Confession #6: Kensho is not magic.

Delusion has a wonderful way of reconstituting so it is the koan student’s responsibility and delightful opportunity to continue enlightening moment after moment, interaction after interaction. It is the koan teacher’s responsibility to collaborate with the student’s innermost request and insist on full aliveness.

In this way, koan Zen is just like just-sitting Zen. It is about practicing enlightenment, or “kensho-ing.” The fruit of both processes is to become a like ripe persimmon, completely willing to fall from the tree and go, “Splat!”

Koan work has been a wonderful gift in my life and I’m very grateful to all the teachers who’ve helped me along the way, especially the Boundless Way crew.

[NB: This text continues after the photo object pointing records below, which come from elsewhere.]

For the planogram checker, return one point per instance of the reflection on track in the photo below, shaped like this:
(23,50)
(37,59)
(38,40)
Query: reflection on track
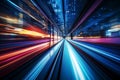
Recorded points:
(71,60)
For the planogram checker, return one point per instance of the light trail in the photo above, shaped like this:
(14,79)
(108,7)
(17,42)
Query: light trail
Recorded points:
(32,75)
(81,70)
(108,59)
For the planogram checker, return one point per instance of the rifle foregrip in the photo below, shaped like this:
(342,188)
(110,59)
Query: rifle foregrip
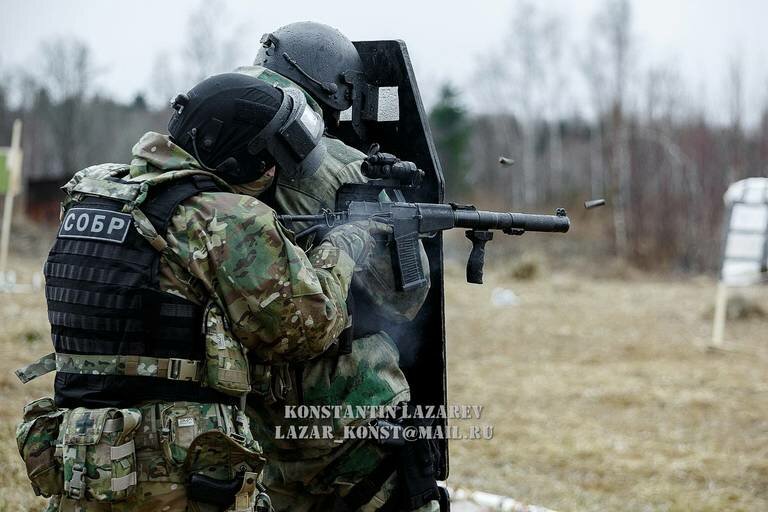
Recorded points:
(476,259)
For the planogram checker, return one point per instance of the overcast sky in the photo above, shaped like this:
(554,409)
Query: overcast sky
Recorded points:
(697,37)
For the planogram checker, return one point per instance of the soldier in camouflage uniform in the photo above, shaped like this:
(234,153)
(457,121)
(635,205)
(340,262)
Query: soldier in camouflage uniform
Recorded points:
(314,474)
(166,247)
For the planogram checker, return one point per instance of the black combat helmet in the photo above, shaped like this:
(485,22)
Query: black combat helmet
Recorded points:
(317,57)
(239,126)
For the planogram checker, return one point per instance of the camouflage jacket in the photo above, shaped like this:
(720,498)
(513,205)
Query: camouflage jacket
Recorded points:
(282,304)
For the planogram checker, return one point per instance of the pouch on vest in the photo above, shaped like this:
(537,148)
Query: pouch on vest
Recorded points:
(99,454)
(37,438)
(226,364)
(211,439)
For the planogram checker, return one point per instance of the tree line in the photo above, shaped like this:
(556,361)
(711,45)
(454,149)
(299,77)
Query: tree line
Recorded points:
(657,157)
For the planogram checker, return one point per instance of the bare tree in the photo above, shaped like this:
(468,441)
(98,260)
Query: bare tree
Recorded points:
(66,77)
(207,50)
(613,44)
(735,87)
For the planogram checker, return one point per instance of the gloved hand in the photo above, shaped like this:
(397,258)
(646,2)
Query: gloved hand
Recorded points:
(356,238)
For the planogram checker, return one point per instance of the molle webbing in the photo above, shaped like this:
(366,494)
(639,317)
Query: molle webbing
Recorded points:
(118,338)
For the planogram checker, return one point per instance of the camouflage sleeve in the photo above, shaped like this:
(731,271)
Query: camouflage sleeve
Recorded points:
(281,307)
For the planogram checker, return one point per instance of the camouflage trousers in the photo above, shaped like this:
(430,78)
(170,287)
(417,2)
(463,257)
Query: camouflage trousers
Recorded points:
(314,485)
(307,475)
(218,447)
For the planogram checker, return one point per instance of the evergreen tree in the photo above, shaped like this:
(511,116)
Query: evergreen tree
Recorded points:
(451,130)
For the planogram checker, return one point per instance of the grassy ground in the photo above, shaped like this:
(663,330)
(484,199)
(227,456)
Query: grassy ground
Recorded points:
(602,394)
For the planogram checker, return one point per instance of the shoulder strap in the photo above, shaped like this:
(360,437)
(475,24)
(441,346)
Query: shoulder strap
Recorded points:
(163,200)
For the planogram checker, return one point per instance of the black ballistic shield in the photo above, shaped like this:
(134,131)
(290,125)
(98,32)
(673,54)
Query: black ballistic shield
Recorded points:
(388,110)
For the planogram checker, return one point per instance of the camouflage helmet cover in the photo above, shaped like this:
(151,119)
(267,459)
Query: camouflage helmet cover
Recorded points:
(317,57)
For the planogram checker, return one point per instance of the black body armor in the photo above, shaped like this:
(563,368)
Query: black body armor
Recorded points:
(102,289)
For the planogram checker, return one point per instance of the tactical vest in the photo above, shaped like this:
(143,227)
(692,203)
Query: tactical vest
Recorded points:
(118,338)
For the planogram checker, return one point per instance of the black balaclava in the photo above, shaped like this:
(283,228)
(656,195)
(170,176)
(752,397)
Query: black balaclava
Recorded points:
(217,118)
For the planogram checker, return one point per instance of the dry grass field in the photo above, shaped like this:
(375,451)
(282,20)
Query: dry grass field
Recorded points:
(602,394)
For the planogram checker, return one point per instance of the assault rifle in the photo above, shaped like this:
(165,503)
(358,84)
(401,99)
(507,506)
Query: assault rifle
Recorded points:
(382,199)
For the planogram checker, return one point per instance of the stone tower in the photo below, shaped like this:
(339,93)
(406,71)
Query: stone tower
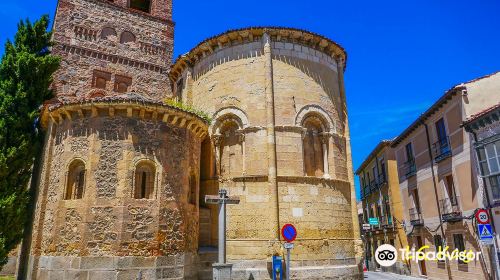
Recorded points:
(113,46)
(117,192)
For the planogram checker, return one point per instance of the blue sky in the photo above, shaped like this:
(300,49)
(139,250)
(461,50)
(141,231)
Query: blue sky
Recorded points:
(402,55)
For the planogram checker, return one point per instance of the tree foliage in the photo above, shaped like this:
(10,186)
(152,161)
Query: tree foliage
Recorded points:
(26,72)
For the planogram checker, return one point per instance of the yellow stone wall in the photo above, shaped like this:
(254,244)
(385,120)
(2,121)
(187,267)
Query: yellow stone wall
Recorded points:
(230,83)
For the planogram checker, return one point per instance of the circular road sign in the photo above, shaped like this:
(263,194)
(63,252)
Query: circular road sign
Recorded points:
(289,232)
(482,217)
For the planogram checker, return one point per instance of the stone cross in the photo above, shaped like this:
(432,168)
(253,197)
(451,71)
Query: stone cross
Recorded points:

However, if you think that realizing a koan will clear your complexion forever, that you’ll never have another conflict with your lover, and that you’ll always feel just the way you imagine an enlightened person feeling, you are very likely to be disappointed.

Confession #7: Koan work isn’t for everyone.

Koan work may be wonderful but that doesn’t mean it is the best practice for you. If you have strong faith that you are exactly Buddha, just-sitting Zen may be more appropriate. Speculative types might do best with following the breath. Whatever type you are, if your life is a mess, it’s better to get your self together before tackling Mu.

On the other hand, if you are a greed type, hungry for it all, or an angry type, desperate for the truth and unwilling to accept what wise people tell you, resolved come hell-or-high water to realize the great matter of birth and death for yourself, then find a koan teacher, someone you can at least tolerate some of the time, and get to work. Our time is limited and the opportunity to play with Buddha in the Zen way will likely slip away.

Confession #8: This work is not about you or me.

The helpless ones of the future depend on us to keep the buddhadharma alive so that they too will have a life raft in the unimaginably difficult times that may lie ahead, with the unfolding of the post-oil world characterized by global warming, financial meltdowns and unknown challenges.

I’ve staked my life on the belief that through spiritual practice can we live lives that take up the most essential concerns, and can report that resolution is possible. That’s the good news of the Buddha’s Third Truth – the cessation of suffering. This also invites what might sound like bad news if you’re looking for a magic cure-all – the Fourth Noble Truth and Eightfold Path.

But I hope you won’t take my word for it or be comforted by a story about koans. They are somebody else’s story, unless they’re realized, digested, and creatively presented for this entire great big blue dumpling world.